Terlebih, sebagian dari mereka adalah eks anggota Polri yang dengan sukarela sudah menyatakan keluar dari institusi.
Menanggapi persoalan ini, Ketua Masyarakat Anti Korupsi Indonesia (MAKI) Boyamin Saiman optimistis bahwa resistensi di tubuh Polri ini bisa diatasi.
Ia justru yakin bergabungnya 58 eks KPK ini akan memperkuat Polri di bawah kepemimpinan Jenderal Sigit.
"Ini cara cerdas yang disampaikan oleh Kapolri. Saya bisa katakan ini merupakan gaya (berkomunikasi) Solo," ungkap Boyamin. Ia menolak menjelaskan lebih gamblang apakah yang ia maksud Solo ini adalah Presiden Jokowi.
Apa yang akan terjadi ke depan memang serba belum pasti. Bagaimana proses rekrutmen Polri terhadap 58 eks pegawai KPK masih jadi pertanyaan.

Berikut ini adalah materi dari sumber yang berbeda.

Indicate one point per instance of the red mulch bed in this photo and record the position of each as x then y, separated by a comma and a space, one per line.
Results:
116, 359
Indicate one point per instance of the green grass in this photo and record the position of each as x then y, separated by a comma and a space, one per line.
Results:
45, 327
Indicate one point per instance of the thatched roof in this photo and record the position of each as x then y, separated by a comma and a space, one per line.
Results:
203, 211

Namun, ada mekanisme regulasi yang mungkin dijadikan ruang rekrutmen. Peraturan Pemerintah Nomor 17 Tahun 2020 pada Pasal 3 ayat 1 menyebutkan, "Presiden berwenang menetapkan pengangkatan, pemindahan, dan pemberhentian PNS."
Bagaimana pula pembagian tugas dan wewenang. Mereka akan ditempatkan di posisi apa? Apa job desk-nya? Masih banyak lagi pertanyaan di luar kemungkinan gesekan di internal kepolisian.

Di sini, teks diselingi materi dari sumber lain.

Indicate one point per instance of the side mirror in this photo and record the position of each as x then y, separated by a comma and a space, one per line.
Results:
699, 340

Tampaknya memang bukan jalan datar yang akan ditempuh menuju ke sana. Perang informasi diprediksi bakal mewarnai proses-proses pengalihan ini ke depan.
Namun, pertanyaan mendasarnya tetap sama, persoalan TWK yang mengeliminasi 58 orang pegawai KPK ini murni terkait soal pemberantasan korupsi atau politis?
Apapun jawabannya, kita hanya bisa berspekulasi. Yang penting, bagaimana kita sebagai warga negara membantu agar negara ini lebih baik.
Benar juga apa yang dikatakan seorang teman saya, "Untuk mengubah negara kita perlu agen-agen perubahan. Semakin banyak agen pemberantasan korupsi menyebar di banyak institusi, semakin cepat perubahan terjadi."
Saya Aiman Witjaksono.
Salam!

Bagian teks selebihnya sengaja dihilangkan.